So far, many remain out of luck. A study released Thursday by the nonprofit group Californians for Justice found that Latino and African American students in particular are routinely unable to get classes that would allow them to meet the most basic college eligibility requirements. Gifted and advanced programs simply aren’t there.

For black and Latino enrollment to improve will require a commitment, as President Bush would put it (borrowing a Children’s Defense Fund line), “to leave no child behind.”

Already, Californians are scrambling to throw the state’s children educational lifelines. Professors at UC Santa Barbara, for example, have launched an ambitious program to boost minority enrollment in four-year colleges by teaching families that may not value education about college options and assigning university students to mentor elementary students.

“We feel there is a really urgent situation out there and we want to do something about it,” UC Santa Barbara sociology professor Denise Segura told Times staff writer Jenifer Ragland. “Latinos represent a majority of schoolchildren in California, yet only 4% are eligible to attend UC campuses. That is just not acceptable.”

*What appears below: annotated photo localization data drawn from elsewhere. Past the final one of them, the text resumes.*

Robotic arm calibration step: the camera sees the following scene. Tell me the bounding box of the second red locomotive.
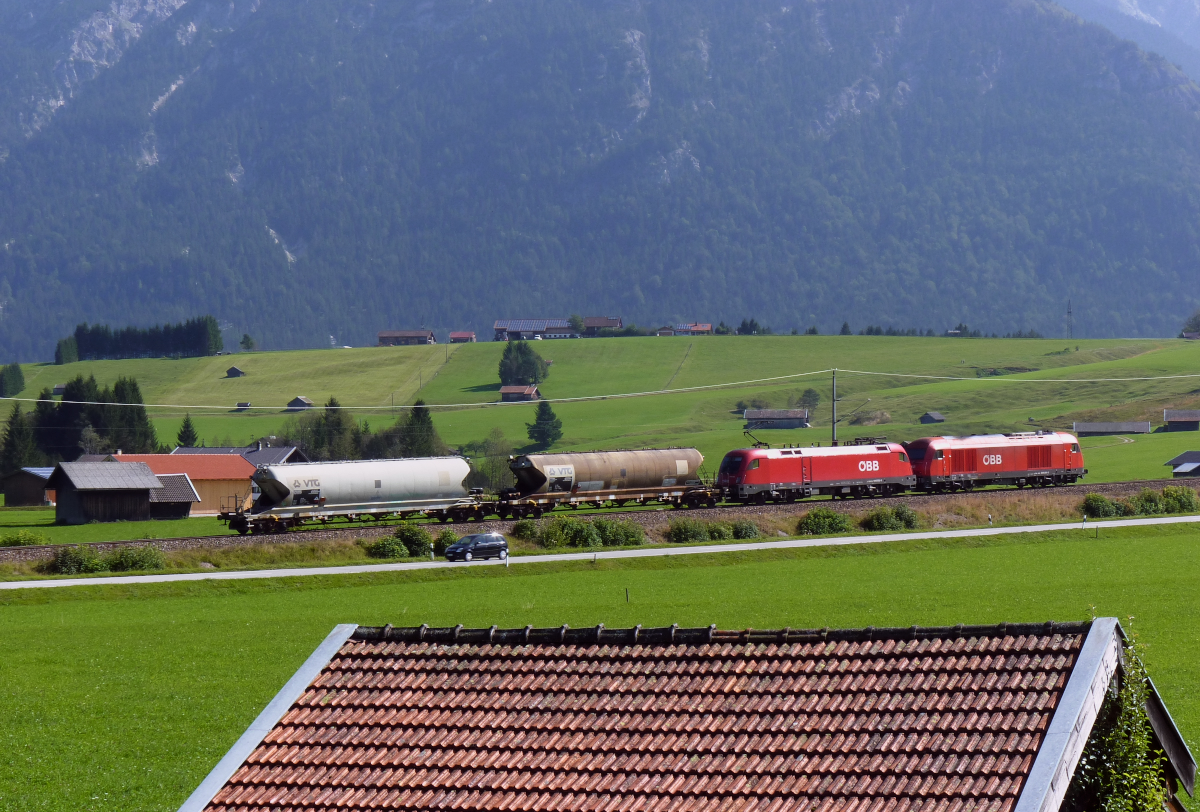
[905,432,1087,491]
[716,432,1087,505]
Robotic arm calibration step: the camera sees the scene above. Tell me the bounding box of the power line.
[0,367,1200,416]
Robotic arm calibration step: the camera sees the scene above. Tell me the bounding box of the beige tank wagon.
[221,457,484,534]
[498,449,720,518]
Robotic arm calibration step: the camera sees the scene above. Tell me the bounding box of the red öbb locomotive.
[716,441,917,505]
[905,432,1087,491]
[716,432,1087,504]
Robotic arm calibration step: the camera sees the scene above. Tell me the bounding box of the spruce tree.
[0,362,25,397]
[0,403,41,474]
[175,414,200,449]
[401,401,445,457]
[500,341,548,386]
[526,401,563,449]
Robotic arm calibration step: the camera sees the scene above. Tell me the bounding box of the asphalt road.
[0,516,1200,589]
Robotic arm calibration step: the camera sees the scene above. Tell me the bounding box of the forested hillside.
[0,0,1200,360]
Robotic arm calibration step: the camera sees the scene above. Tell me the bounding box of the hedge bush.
[858,505,920,531]
[394,524,433,558]
[1079,493,1124,519]
[538,516,604,549]
[892,505,920,530]
[1163,485,1200,513]
[103,545,167,572]
[667,519,712,545]
[433,528,458,555]
[796,507,851,536]
[592,519,646,547]
[858,507,904,533]
[0,530,50,547]
[46,545,107,576]
[362,536,408,558]
[1126,488,1163,516]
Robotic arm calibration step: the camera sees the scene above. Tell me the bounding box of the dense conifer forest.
[0,0,1200,361]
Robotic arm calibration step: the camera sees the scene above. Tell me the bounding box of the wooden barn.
[113,453,256,516]
[2,468,54,507]
[46,462,162,524]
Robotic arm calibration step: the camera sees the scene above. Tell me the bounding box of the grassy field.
[11,336,1200,481]
[0,527,1200,812]
[0,507,228,545]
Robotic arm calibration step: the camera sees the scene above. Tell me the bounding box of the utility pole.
[830,369,838,445]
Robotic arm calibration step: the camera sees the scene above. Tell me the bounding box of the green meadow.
[0,525,1200,812]
[11,336,1200,481]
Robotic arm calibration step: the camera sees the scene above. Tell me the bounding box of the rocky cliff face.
[0,0,1200,359]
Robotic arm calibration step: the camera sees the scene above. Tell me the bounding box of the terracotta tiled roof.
[199,624,1088,812]
[113,453,256,482]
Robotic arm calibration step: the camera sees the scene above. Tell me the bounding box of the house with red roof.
[112,453,257,516]
[180,618,1195,812]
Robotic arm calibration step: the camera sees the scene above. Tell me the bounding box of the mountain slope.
[1056,0,1200,80]
[0,0,1200,359]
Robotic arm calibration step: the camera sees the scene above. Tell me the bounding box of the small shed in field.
[1163,409,1200,432]
[742,409,809,432]
[583,315,625,336]
[2,468,54,507]
[46,462,162,524]
[379,330,438,347]
[500,384,541,403]
[1163,451,1200,480]
[150,474,200,519]
[1072,420,1151,437]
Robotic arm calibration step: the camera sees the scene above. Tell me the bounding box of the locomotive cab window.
[719,457,742,474]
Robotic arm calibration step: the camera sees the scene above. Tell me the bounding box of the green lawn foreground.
[0,525,1200,812]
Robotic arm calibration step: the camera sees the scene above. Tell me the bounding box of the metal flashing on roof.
[47,462,162,491]
[1013,618,1121,812]
[150,474,202,504]
[179,624,358,812]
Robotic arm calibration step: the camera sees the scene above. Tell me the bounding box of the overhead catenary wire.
[9,367,1200,414]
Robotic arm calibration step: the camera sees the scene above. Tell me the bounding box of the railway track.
[0,480,1171,564]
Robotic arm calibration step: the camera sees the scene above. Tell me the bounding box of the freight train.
[221,432,1087,534]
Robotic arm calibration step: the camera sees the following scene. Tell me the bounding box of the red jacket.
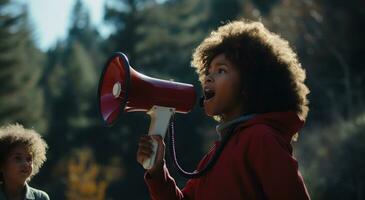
[145,112,310,200]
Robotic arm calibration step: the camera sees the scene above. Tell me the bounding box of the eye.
[26,156,33,162]
[218,68,227,74]
[14,156,22,161]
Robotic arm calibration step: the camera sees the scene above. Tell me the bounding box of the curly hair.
[191,20,309,120]
[0,124,48,181]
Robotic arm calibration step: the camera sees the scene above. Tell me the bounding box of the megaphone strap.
[167,115,253,179]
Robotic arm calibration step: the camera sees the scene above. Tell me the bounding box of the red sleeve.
[248,126,310,200]
[144,165,195,200]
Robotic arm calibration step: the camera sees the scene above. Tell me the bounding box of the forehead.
[9,144,31,155]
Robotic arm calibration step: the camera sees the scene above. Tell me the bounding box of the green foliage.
[0,0,365,199]
[0,1,46,132]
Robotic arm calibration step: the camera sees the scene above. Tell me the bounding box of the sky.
[26,0,109,51]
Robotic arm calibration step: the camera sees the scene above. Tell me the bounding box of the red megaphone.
[98,52,196,169]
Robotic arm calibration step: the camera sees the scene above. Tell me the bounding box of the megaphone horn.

No, it’s not. And more and more people are becoming impatient with the bureaucracies that should be accelerating change. Even in the foundering Los Angeles Unified School District, energetic individuals are pushing through encouraging new programs. At the Accelerated School, a public charter school in South-Central L.A., test scores jumped 35% in reading and 28% in math last year. Students, on average, scored above the 50th percentile in reading and math, although nearly all qualify for the free lunch program. Scores have nearly doubled since 1997 at the school, recently named Time magazine’s elementary school of the year.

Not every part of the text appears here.